In der Nacht vom 2. auf den 3. April 2011 wird dem Denkmal August des Jüngeren auf dem Marktplatz in Wolfenbüttel unangekündigt eine bronzene Figur hinzugefügt und fest mit ihm verschweißt. Auf dem Pferd hockt nun ein merkwürdiges, mit einem Umhang bekleidetes Zwitterwesen.
Über die Autor*innen und Herkunft der Figur bleibt die Öffentlichkeit im Unklaren.
Eine Woche nach dem Eingriff in das Monument wird in der Braunschweiger Zeitung und im Wolfenbütteler Anzeiger ein Rätsel mit dem Hinweis veröffentlicht, dass das Herzog-August-Denkmal erst wieder in seinen originalen Zustand zurückversetzt wird, wenn es jemandem gelingt, das Rätsel zu lösen.
Die 23 Fragen des Rätsels beschäftigen sich mit der Wahrnehmung des Denkmals und dessen Vermittlung in der Stadtöffentlichkeit. Sie fokussieren dabei auf wenig in der Öffentlichkeit besprochene Aspekte der Geschichte des Herzogs wie die unter seiner Regentschaft forcierte Hexenverfolgung und stellen diese in Bezug zu zeitgenössischen Fragen der Minderheitenverfolgung und Identitätspolitik. Je mehr die Bürger*innen an der Lösung des Rätsels arbeiteten, desto mehr wurde der Kontext und damit der Grund für die Existenz des Geistreiters entschlüsselt und dessen Rolle für die Identität der Bürgerinnen und der Stadt neu verhandelt.

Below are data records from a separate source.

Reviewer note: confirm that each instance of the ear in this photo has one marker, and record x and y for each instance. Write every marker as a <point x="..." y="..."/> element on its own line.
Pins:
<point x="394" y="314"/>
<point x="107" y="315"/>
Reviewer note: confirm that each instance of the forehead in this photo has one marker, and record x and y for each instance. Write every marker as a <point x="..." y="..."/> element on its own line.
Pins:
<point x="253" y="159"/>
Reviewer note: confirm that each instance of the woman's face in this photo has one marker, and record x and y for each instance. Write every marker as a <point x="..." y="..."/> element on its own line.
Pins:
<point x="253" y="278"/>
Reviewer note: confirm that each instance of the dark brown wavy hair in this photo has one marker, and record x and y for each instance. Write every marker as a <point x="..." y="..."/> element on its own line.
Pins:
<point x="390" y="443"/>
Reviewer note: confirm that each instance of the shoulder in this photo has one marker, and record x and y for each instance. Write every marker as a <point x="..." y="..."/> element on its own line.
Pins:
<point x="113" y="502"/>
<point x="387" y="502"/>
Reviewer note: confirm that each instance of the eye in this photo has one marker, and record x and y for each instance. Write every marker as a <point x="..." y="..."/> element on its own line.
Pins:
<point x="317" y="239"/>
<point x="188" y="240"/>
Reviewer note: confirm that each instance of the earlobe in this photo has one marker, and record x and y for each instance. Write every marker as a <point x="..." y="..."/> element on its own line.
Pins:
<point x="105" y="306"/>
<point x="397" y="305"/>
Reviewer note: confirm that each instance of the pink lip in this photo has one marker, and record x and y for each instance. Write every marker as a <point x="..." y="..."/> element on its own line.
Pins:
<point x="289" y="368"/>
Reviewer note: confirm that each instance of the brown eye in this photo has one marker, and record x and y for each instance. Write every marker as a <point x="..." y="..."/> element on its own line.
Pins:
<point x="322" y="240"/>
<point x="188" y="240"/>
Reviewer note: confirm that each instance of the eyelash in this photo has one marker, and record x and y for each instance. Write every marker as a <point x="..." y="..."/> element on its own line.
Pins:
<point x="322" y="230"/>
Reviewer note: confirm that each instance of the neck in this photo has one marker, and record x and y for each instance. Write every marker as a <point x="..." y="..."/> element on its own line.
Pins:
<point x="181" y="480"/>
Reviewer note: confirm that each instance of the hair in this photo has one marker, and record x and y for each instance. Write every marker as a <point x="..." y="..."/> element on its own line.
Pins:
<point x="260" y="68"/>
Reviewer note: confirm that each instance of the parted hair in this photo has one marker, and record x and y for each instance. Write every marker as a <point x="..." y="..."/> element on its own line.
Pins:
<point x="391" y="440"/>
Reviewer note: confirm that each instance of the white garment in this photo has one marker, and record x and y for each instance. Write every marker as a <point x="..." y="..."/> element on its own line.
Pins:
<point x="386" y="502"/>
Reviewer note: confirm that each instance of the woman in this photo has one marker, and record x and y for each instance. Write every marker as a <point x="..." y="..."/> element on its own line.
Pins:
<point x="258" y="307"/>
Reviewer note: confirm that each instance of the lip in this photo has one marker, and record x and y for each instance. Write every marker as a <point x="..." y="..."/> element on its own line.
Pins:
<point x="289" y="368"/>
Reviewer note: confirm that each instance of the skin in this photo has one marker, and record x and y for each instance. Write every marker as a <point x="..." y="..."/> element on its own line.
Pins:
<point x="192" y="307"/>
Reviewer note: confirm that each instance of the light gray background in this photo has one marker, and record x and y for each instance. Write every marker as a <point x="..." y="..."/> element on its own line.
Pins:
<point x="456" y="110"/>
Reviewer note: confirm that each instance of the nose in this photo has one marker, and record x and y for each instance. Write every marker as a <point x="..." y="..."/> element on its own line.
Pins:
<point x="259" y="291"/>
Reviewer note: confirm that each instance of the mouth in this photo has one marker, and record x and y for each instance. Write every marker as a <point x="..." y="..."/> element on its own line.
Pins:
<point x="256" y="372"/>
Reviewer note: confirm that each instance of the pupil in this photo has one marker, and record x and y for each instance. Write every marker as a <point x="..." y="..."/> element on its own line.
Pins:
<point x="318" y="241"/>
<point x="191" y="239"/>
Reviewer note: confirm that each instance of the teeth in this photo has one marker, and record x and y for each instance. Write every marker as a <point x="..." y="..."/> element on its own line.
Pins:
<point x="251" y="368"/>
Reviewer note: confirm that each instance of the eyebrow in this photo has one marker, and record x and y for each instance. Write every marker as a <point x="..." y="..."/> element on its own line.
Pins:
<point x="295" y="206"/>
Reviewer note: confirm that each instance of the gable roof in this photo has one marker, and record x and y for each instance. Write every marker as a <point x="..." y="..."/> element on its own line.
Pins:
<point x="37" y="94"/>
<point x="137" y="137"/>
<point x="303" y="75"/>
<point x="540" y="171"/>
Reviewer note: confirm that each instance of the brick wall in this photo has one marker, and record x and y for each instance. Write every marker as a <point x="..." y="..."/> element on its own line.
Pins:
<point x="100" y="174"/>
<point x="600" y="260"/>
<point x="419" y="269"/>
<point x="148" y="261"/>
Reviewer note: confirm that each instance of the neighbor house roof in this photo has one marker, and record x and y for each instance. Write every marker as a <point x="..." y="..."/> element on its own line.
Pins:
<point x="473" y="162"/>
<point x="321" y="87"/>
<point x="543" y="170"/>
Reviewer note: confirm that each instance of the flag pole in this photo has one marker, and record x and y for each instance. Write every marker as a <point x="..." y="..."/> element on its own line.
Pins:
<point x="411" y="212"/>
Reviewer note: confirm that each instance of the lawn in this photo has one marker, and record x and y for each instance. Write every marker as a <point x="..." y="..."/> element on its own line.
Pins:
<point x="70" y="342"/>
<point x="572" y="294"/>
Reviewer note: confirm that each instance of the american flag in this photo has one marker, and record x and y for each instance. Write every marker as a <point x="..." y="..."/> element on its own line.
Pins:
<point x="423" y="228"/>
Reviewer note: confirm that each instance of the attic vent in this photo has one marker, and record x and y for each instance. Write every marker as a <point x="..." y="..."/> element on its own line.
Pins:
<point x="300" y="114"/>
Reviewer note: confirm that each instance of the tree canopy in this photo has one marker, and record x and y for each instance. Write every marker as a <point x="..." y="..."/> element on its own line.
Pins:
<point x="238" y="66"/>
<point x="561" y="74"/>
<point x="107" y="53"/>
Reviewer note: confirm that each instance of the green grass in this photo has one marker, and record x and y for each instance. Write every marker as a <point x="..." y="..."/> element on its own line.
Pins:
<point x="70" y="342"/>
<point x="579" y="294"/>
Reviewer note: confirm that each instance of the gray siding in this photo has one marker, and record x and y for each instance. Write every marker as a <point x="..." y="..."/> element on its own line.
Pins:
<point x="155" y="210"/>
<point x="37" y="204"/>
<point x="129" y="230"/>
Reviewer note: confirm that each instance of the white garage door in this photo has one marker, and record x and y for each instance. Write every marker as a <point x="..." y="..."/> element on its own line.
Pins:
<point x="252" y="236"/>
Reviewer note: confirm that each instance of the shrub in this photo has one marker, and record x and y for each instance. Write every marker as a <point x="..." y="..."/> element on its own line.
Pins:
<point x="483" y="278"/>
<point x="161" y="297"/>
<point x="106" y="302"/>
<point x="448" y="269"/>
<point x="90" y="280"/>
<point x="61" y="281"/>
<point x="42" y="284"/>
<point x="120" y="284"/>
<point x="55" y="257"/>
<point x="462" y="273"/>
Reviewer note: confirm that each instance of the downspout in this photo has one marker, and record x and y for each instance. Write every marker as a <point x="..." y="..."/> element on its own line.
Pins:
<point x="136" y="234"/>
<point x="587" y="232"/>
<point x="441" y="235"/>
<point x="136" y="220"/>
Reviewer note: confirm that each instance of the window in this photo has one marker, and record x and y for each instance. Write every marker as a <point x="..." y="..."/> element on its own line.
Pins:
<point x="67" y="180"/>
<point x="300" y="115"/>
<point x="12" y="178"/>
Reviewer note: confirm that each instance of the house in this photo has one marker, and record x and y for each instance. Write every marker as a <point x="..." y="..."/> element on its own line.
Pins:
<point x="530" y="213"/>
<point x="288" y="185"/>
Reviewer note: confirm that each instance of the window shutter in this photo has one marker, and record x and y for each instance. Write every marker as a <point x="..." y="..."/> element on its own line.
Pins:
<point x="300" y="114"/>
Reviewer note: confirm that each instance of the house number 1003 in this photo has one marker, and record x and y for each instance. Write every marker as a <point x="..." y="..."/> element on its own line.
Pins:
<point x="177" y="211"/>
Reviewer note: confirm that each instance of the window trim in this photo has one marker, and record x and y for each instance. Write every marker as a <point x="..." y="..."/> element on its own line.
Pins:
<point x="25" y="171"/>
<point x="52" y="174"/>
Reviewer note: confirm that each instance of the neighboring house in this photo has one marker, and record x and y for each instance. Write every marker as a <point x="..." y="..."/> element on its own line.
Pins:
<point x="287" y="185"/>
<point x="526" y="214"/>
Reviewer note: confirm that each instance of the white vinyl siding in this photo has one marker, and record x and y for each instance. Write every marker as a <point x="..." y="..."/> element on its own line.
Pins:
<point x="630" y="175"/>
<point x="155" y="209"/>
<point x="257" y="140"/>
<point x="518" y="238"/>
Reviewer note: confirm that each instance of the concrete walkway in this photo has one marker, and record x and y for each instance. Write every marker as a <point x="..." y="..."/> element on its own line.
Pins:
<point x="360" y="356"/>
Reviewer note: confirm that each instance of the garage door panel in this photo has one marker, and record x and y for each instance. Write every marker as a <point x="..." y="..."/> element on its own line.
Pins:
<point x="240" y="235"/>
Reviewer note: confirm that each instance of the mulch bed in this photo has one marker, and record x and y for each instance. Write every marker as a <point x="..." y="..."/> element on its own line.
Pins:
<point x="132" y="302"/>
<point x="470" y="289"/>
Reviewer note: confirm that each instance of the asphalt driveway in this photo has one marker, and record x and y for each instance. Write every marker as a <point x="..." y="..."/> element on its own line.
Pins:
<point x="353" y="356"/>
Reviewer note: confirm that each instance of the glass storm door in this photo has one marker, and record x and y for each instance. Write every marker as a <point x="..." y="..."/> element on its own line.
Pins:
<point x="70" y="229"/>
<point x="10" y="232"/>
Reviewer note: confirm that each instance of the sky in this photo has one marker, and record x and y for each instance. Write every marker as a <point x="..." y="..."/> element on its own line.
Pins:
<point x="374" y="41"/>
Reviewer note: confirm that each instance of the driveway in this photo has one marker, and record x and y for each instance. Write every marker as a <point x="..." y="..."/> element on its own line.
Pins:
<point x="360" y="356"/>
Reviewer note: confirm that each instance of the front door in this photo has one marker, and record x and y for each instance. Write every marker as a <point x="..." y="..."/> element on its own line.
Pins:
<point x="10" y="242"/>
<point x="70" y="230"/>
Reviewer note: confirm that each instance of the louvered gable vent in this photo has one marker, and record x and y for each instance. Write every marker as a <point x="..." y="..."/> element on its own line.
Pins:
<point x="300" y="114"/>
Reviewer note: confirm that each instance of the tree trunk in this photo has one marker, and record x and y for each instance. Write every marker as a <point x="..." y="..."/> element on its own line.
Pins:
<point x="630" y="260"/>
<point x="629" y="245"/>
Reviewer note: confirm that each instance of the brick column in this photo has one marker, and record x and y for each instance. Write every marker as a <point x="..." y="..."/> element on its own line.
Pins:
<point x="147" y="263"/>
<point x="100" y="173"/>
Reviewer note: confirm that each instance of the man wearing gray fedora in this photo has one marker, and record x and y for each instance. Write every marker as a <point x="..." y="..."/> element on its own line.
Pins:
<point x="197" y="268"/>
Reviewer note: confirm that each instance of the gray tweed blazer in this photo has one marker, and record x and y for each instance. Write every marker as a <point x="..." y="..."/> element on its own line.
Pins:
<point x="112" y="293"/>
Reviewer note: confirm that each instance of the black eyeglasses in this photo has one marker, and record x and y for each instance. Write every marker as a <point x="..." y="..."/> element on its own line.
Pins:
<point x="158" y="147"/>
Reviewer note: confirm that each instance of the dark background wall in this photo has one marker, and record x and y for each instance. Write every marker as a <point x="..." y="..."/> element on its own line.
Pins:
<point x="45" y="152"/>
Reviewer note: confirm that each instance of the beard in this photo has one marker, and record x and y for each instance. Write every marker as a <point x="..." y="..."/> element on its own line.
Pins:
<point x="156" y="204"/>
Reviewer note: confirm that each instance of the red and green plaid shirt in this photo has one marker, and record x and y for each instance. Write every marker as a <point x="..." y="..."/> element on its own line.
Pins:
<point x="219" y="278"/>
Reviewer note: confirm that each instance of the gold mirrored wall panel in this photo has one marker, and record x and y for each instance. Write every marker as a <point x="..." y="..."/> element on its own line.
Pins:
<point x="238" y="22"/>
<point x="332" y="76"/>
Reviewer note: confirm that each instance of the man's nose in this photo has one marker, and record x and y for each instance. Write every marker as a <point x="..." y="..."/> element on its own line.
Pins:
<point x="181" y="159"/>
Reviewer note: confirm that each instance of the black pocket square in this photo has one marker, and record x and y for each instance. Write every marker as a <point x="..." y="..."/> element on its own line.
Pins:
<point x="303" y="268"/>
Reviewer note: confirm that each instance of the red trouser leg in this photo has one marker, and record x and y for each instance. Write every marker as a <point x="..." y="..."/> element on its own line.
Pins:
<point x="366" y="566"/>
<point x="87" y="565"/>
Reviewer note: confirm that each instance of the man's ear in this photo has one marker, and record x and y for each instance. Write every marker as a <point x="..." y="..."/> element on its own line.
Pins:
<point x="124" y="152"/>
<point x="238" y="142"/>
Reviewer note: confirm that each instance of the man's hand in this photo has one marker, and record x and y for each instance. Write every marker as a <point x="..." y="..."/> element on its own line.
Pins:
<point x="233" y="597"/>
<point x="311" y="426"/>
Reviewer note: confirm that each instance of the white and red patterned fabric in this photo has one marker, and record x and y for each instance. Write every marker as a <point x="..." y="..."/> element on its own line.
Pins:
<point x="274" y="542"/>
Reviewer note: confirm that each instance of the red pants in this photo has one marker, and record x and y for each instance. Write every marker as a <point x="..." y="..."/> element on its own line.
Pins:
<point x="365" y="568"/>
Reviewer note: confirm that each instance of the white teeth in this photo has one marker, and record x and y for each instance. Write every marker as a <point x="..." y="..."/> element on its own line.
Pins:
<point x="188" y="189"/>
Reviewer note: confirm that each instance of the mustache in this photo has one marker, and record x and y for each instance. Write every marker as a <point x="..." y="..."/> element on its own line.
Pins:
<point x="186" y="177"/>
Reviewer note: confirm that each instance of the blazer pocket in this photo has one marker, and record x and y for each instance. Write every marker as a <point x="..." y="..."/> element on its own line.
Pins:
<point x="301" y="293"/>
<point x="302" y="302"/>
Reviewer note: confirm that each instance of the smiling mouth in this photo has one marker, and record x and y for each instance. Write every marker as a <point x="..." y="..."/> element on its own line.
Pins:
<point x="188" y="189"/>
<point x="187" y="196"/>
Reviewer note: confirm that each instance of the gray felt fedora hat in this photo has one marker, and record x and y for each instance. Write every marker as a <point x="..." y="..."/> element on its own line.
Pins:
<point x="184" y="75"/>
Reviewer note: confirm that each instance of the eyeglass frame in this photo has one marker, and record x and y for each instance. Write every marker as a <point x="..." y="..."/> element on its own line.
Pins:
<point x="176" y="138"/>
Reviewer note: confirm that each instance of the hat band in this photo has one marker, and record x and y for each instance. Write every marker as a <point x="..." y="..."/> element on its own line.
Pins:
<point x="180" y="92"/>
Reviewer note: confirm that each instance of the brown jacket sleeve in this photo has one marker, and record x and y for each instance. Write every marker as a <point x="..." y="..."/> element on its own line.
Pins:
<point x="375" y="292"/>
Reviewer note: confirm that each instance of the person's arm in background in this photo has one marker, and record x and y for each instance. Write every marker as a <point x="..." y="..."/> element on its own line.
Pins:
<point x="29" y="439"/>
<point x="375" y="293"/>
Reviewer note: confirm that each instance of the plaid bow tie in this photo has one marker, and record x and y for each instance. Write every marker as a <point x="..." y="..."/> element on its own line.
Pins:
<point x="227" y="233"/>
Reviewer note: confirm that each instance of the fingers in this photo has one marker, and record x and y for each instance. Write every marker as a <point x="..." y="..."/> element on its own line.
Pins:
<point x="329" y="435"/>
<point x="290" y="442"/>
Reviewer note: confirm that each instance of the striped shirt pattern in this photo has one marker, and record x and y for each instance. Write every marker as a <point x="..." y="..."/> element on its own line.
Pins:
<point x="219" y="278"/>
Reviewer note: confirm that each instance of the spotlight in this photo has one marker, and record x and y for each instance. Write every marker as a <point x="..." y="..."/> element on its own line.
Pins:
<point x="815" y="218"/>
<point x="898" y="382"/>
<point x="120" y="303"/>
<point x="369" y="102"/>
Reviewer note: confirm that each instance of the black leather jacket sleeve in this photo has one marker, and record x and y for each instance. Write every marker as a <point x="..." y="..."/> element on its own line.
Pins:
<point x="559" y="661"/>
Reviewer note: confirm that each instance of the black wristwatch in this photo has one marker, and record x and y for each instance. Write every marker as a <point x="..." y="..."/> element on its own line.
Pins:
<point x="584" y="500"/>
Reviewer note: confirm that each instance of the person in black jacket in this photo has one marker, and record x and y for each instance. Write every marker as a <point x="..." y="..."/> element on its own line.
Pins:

Auch die Entstehungs- und Produktionsgeschichte des Denkmals war Teil des Projekts. Zunächst aus der Notwendigkeit heraus die Tragfähigkeit des Denkmals zu untersuchen, wurde in enger Zusammenarbeit mit Elisabeth Vorderwüllbeke eine genaue Recherche zur Produktionsgeschichte des Denkmals betrieben. Einerseits konnte hierdurch die Hypothese widerlegt werden, dass es sich um eine dünnwandige Kupfertreibearbeit handelt und damit Zweifel an der Tragfähigkeit für die zusätzliche Figur ausgeräumt werden. Andererseits konnte dem Gedächtnis der Stadt nach Auffinden einiger Unterlagen im Stadtarchiv und weiterer Recherche im Archiv des Herstellers die tatsächliche Geschichte der Herstellung der Figur als zeittypische Galvanoplastik bei der Firma WMF zurückgegeben werden. Diese ist insofern interessant, als dass sie ei ne heute nicht mehr angewandte Methode zur Herstellung von Denkmälern aus Kupfer in die Diskussion bringt, die ihre Anwendung in einer Zeit der massenhaften Bestückung der Stadträume mit Monumenten fand.